What’s missing – at least in most Western media coverage – are the Western enablers, the governments and the multinational corporations who turn a blind eye to the excesses of “friendly” leaders whose political survival depends on their presence and patronage. Why fight a system of corruption that benefits multinational corporations who are able to negotiate killer deals with politicians who don’t have the interest of their citizens at heart? A signing bonus here, a contract for a dubious company there…things get worked out.
And the kleptocratic leader plays a useful role. If international media coverage is focused on the exploits of this or that African president, no one is paying much attention to the larger problem of MNCs and the vast sums of money they move out of Africa illegally. Since the financial meltdown in 2008, however, there has been a bit more scrutiny of cash flows and hopefully this trend will continue. Here’s a post from the Task Force on Financial Integrity and Economic Development.
Africa’s Missing Millions/Billions/Trillions
By Chris Jordan
Chris Jordan is an economic justice campaigns officer at ActionAid UK in London.
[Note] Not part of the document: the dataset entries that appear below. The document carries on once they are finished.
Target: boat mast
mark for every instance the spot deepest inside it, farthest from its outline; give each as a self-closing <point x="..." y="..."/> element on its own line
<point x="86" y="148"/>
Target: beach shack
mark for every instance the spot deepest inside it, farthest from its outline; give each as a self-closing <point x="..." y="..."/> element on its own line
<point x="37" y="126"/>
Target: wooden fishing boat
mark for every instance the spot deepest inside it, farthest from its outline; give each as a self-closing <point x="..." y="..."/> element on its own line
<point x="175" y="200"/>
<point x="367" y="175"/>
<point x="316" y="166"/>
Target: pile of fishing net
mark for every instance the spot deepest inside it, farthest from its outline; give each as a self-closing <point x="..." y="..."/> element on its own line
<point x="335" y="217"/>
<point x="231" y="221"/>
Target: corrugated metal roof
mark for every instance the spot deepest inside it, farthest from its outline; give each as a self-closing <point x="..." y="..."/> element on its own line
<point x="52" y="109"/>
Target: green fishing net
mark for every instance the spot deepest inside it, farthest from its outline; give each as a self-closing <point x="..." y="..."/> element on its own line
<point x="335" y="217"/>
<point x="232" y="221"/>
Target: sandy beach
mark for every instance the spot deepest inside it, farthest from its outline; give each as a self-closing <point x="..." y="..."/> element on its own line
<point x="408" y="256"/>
Earlier this week, I attended a fascinating event in parliament, called ‘Africa’s Missing Millions’.
My quibble that the title should actually be ‘billions’ didn’t deter a standing-room-only crowd gathering to hear Dev Kar from Global Financial Integrity talk about his research into the vast sums of money that flow out of poor countries on a daily basis.
Dev estimates that in 2008, $1.26 trillion in illicit money left developing countries. This is a problem that’s getting worse – with outflows rising 18% each year since 2000 – particularly in Africa, which is rising by 28% a year. Over half of the total comes from multinationals illegally shifting profits out of poor countries.
As well as the frankly shocking amounts of money being drained away, one of the most interesting insights from Dev was his take on why the international community hadn’t taken this more seriously up to now. After spending 20 years working for the IMF, he’s well placed to conclude that it has simply been seen as the fault of poor countries.
‘Capital flight’ as it’s traditionally been know has been blamed on bad economic management in the developing world – instead of being identified as a systemic failure, tacitly encouraged by rich countries and enthusiastically exploited by many multinationals.
With a greater focus on the role of tax havens around the financial crisis, and campaigns showing exactly how multinationals are shifting profits out of poor countries, the tide is starting to turn. But we’ve a way to go before world leaders fully recognise the scale of the problem, so it’s vital that we keep up the pressure.